Это не значит, что в Иерусалиме начал он жизнь новозаветную. Всюду у него два направления: прежнее, ясное, в чем он родился. И лишь пробивающееся новое.
Лишь смутным наитием чувствует он его, а живет в прежнем. Но не с тем великим спокойствием, как Авраам. «Помилуй мя Боже, по велицей милости Твоей и по множеству щедрот Твоих очисти беззаконие мое». Авраам совершенно целен и вполне первобытен. Он не может ничем терзаться. Это – море, горы, ветер. Для него трагедии нет. Он как бы не отделен от стихий. Давид же отравлен – первый человек нового времени.
По внешности все в Иерусалиме устраивается по-прежнему: более могущественен царь – более может взять себе жен. Давид и взял, и жен, и наложниц, они рожали ему и сыновей, и дочерей.
Он живет теперь в новом доме, выстроенном из камня и кедровых деревьев, присланных царем Тирским. Воюет удачно и отражает всегдашних врагов, филистимлян. Чувствует, что теперь царство его прочно, благословлено Богом. Но Ковчега Завета в Иерусалиме еще нет. Давид решил перевезти его туда из города Ваала, из дома Авинадава.

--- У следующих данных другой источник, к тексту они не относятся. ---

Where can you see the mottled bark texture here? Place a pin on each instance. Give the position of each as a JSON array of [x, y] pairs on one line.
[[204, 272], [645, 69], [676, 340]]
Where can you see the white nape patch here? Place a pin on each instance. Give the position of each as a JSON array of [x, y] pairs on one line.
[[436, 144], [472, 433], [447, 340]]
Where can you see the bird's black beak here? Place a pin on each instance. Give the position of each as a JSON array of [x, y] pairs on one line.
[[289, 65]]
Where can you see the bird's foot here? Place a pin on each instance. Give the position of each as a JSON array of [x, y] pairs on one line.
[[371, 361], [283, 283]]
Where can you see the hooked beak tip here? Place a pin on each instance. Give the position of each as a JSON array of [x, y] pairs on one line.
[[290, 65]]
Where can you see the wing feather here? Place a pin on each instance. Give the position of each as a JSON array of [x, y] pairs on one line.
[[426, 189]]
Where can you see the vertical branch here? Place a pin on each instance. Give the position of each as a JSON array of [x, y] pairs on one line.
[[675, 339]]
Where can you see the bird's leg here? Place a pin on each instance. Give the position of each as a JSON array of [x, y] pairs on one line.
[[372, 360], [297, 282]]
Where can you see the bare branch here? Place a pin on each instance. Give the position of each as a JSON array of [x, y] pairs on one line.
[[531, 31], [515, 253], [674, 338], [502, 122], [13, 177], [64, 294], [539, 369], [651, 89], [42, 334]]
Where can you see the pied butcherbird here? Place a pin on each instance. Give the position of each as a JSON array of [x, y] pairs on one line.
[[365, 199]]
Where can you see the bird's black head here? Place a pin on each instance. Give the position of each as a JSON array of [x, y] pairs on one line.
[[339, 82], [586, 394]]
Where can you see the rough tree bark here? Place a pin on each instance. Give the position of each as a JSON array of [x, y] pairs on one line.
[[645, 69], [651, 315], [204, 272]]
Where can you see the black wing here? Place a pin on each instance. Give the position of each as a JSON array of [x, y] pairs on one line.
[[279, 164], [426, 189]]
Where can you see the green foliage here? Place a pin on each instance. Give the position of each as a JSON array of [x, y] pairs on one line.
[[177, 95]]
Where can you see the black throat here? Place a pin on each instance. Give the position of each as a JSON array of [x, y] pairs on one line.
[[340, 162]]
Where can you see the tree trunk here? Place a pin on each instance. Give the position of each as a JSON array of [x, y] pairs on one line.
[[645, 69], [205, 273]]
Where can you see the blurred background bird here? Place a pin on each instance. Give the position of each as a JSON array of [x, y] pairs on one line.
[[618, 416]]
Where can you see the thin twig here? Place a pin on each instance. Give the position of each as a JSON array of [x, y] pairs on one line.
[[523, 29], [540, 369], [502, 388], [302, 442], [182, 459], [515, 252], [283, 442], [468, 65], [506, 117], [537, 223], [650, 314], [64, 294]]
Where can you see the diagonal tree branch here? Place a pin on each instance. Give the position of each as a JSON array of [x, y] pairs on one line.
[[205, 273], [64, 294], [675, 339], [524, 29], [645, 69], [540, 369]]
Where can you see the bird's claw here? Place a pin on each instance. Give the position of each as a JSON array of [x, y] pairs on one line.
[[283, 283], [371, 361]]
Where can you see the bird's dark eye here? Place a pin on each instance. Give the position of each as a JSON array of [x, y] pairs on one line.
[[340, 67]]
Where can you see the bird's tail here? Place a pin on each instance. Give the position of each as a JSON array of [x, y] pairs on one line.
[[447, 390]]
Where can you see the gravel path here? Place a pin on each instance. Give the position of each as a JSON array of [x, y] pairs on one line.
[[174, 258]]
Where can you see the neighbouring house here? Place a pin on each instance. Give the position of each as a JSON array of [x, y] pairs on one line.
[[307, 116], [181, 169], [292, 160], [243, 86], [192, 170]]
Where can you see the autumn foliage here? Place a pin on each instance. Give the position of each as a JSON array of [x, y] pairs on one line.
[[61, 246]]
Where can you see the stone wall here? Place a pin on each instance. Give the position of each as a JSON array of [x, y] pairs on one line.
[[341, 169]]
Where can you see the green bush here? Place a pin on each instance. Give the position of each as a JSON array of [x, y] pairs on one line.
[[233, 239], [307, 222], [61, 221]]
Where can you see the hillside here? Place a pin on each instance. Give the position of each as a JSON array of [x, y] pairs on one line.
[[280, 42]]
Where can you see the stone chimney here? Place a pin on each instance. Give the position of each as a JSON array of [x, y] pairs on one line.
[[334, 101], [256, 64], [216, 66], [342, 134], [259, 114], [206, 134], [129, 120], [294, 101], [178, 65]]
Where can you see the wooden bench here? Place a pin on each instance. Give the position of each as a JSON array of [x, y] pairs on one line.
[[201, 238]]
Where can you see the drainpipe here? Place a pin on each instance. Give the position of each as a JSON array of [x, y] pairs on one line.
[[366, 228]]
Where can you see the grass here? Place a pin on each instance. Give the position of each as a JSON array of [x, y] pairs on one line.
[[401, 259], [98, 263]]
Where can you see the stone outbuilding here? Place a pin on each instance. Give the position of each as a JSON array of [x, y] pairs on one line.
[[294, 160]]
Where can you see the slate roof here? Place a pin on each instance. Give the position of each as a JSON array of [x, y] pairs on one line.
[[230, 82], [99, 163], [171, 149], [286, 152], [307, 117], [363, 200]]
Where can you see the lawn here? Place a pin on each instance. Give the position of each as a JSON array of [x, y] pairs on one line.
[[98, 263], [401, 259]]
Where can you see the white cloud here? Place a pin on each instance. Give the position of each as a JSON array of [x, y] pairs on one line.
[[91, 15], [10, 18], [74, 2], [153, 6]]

Первое путешествие кончилось неудачно. Хотя народ и сам Давид «ликовали пред Господом» с кипарисовыми ветвями, цитрами, гуслями, тимпанами, бубнами – очевидно, пели и плясали, но произошло несчастие: «около гумна Нахона» волы неловким движением едва не опрокинули колесницу. Оза, сын Авинадава, сопровождавший Ковчег, подхватил его, стараясь поддержать. Но был убит на месте: не может смертный своевольно прикасаться к Богу!
Давид испугался. Ковчег отправили к гефянину Аведдару и лишь через три месяца решились вновь за него взяться.
На этот раз со всеми предосторожностями несли на руках. Чрез каждые шесть шагов Давид приносил в жертву «вола и откормленного быка»: все обошлось благополучно, Ковчег занял свое место в Скинии Иерусалима.
Давид же «скакал изо всей силы пред Господом», а «одет был в льняной ефод» – видимо, впал в блаженное исступление, свойственное ему. Раньше являл себя поэтом, музыкантом, воином. Перед Анхусом изображал умалишенного. Теперь всенародно, но уже искренно, выставлялся танцовщиком, безумствующим во славу Божию: так страшен, грозен Ковчег, так трудно было его доставить, но вот теперь он здесь, в Скинии, – надо же возблагодарить Господа.
Из окна видела все это Мелхола. Вероятно, очень уж странное, дикое было в скакании Давида – вот в каком виде тот, кого она некогда полюбила! И Мелхола, царская дочь, «презрела его в сердце своем».
Может быть, «презрела» и раньше, когда он покинул ее, спасшую ему жизнь, променял на одиннадцать жен и неведомое число наложниц, теперь привел сюда насильно, чуть ли не как пленницу. Любовь ее не нужна уже: она полураба, полузаложница. Но Саулова кровь неукротима.